Aberdeen, which is better known for its equities funds, said it takes a different approach to multi-asset as opposed to its competitors by focusing on wide diversification, low volatility and avoiding complex derivatives.
Its multi-asset funds invest in areas such as catastrophe bonds, aircraft leasing and corporate loans, assets which are typically accessed via closed-end structures.
The two multi-asset funds were first launched in Europe just a couple of years ago.
The other three funds are the new Australian Dollar Income Bond Fund, as well as the North American Smaller Companies Fund and the Select Emerging Markets Bond Fund, both of which are established.
Aberdeen said in a statement: "The US small cap strategy is top quartile over three years and has been successful in attracting assets thanks to its active stock selection, Aberdeen's traditional strength. It is run by Ralph Bassett, team head in Philadelphia."

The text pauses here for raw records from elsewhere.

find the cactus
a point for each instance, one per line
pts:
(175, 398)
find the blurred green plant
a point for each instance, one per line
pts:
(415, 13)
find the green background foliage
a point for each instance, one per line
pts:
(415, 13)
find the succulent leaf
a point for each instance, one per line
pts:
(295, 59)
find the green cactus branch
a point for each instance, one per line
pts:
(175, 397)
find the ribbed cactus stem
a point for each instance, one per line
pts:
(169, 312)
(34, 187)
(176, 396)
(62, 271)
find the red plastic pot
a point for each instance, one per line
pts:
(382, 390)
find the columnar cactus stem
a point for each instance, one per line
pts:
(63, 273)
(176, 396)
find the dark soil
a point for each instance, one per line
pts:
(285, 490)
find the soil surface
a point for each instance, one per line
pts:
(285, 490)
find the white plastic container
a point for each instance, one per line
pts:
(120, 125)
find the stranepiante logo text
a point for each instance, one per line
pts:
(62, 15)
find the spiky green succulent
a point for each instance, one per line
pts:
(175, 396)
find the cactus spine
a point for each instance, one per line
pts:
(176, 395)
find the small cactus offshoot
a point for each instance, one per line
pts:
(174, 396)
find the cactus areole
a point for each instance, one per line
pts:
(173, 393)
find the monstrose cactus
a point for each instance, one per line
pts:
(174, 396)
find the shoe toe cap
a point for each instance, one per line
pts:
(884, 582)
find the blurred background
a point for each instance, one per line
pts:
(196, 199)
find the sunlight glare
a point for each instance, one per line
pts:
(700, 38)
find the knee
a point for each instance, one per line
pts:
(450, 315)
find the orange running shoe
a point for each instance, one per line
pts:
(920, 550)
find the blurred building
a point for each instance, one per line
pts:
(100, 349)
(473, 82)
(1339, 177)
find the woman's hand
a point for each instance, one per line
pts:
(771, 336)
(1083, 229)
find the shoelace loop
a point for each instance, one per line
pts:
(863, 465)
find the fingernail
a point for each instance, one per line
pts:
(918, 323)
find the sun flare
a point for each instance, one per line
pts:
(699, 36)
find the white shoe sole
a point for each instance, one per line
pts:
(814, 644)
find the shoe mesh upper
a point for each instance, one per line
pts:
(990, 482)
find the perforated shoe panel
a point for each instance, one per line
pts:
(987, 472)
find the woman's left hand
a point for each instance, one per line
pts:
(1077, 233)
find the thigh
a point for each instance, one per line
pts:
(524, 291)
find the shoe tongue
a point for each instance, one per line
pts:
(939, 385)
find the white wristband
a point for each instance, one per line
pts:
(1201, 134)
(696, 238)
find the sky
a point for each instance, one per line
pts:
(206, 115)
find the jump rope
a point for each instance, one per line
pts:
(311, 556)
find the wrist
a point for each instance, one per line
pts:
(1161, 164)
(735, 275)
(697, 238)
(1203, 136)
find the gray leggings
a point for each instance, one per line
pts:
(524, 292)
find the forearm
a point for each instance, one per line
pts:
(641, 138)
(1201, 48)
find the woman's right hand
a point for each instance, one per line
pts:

It added: "The emerging markets bond fund under Brett Diment in London is top quartile over five years. He says the asset class is relatively attractive in an income-starved world."
Mr Nicholas Hadow, director of business development at Aberdeen, said: "This multiple fund launch is a significant step. As a group we're known for equities. Yet we've been diversifying for several years even though this may not have been so obvious in retail channels, as it's been a while since we introduced a new product."
Aberdeen's multi-asset division has 60 investment professionals globally, with approximately US$113.2 billion (S$156.6 billion) in multi-asset mandates as of March 31.
Aberdeen said it foresees continued demand for yield and new sources of return. This comes amid mixed signals in markets over the effects of a potential roll-back in quantitative easing and rising interest rates.